The house directly on the beach is a sharply angled concrete beauty with huge expanses of glass. We watched it being built last summer as we walked up and down the sand, on the days between the broken leg and bed rest. We wondered about the owners when we moved in, seeing them only occasionally from a distance: gray hair in a wetsuit, heading toward the ocean for a swim. Over the last months, we’ve met them and are slowly developing a neighborly friendship. They are our parents’ age, though he still works in Los Angeles. They’ve owned the beach house more than three decades and finally, when the sand piled so high they no longer had a view of the ocean, they rebuilt. Their sons grown with no grandchildren in sight, she stopped me the other day to offer solid oak twin bed frames, well loved and well taken care of. She invited me in to see the house and I promised to come back, with husband and child in tow.

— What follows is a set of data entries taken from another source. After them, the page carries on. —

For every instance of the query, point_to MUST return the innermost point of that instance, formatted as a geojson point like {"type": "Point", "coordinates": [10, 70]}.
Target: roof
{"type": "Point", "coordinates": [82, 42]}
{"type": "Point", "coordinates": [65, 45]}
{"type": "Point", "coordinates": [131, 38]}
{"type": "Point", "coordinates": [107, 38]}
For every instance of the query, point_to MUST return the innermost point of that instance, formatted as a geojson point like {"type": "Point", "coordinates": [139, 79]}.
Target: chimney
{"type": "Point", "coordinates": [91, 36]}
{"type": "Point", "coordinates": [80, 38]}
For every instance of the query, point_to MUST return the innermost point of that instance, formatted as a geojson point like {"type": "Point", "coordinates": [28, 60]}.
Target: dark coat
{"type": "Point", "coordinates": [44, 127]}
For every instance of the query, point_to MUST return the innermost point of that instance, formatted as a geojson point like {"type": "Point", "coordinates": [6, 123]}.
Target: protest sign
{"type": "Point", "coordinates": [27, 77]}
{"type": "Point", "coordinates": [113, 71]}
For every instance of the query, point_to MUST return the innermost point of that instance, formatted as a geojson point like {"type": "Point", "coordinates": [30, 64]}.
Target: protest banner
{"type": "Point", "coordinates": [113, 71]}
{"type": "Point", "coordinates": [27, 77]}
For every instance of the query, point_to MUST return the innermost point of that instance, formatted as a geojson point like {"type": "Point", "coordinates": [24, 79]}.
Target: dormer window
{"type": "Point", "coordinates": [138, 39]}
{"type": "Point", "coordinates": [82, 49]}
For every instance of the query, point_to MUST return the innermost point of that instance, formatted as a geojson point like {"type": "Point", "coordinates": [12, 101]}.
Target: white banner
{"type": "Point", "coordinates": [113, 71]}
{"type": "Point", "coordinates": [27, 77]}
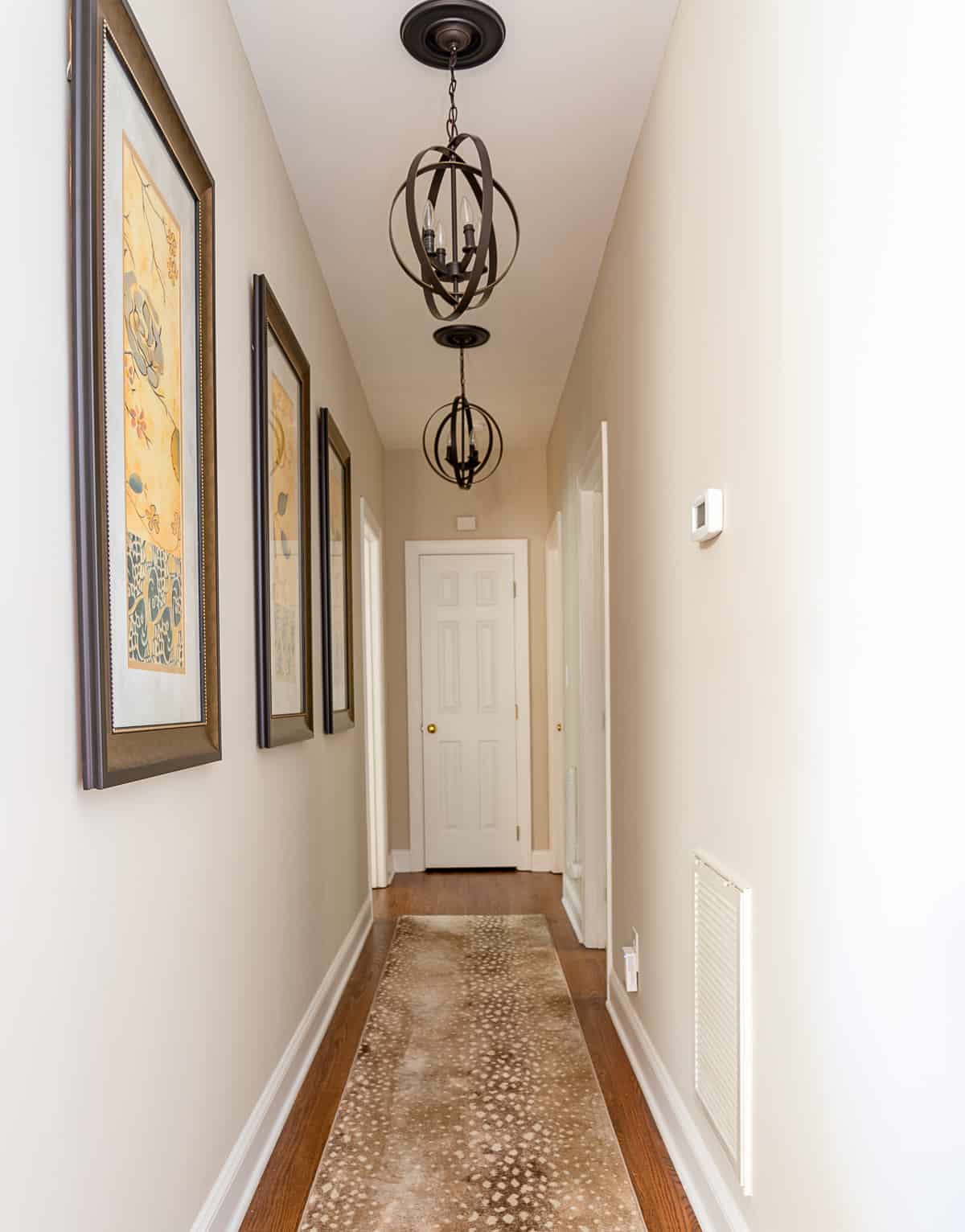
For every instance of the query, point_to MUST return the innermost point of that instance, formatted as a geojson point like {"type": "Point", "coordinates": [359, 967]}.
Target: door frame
{"type": "Point", "coordinates": [519, 551]}
{"type": "Point", "coordinates": [374, 688]}
{"type": "Point", "coordinates": [555, 692]}
{"type": "Point", "coordinates": [594, 655]}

As we wandered through their home, admiring its clean lines and light-filled space, conversation turned to life, and work, and children. Ada had fallen on their stairs and while she nursed an apple juice and held ice to a bumped leg, we talked about motherhood. I mentioned Ben. I am accustomed to different reactions when I talk about him. I didn’t notice anything unusual about hers, and the subject turned quickly to other things. We were leaving the next day for Colorado and were behind in our packing, so our visit ended shortly afterward.
We’d been back a few days and I was in the garage getting laundry, my hair wet from a late shower, when I heard a voice call my name over the fence. She peeked in, a bag of fresh vegetables from their garden in hand. After a moment of polite conversation, she began to apologize. She told me they had lost a child too and she’d been stunned into silence when I mentioned Benjamin. Only she’d lost him as a teenager, not an infant, a boy rounding the corner to becoming a man. As we spoke, I could feel one wall go down and another go up – the bond of losing a child tying us together while the desire to stay composed with a virtual stranger held us in check.
Every time I hear the story of someone’s grief, my heart opens wider. There is sadness, yes, and a massive amount of love. For all of us. For the beauty and striving of the human spirit. We do what we can to survive.
I recently learned that Patti Digh, a woman whose creative work has been shaped in many ways by loss and whose book Life is a Verb I recommend as a resource in the Picking Up the Pieces guide, is writing a new book called The Geography of Loss. She’s asking the question, “For what or for whom do you grieve?” You can read the stories already there and add your own if you wish. Let’s deepen the conversation. Let’s crack our hearts wide-open and let love in. Let’s change the way grief is talked about – or not talked about – in our culture.
It is time.
Celina says
Beautiful words. I think you well on your way to helping others open up about their grief.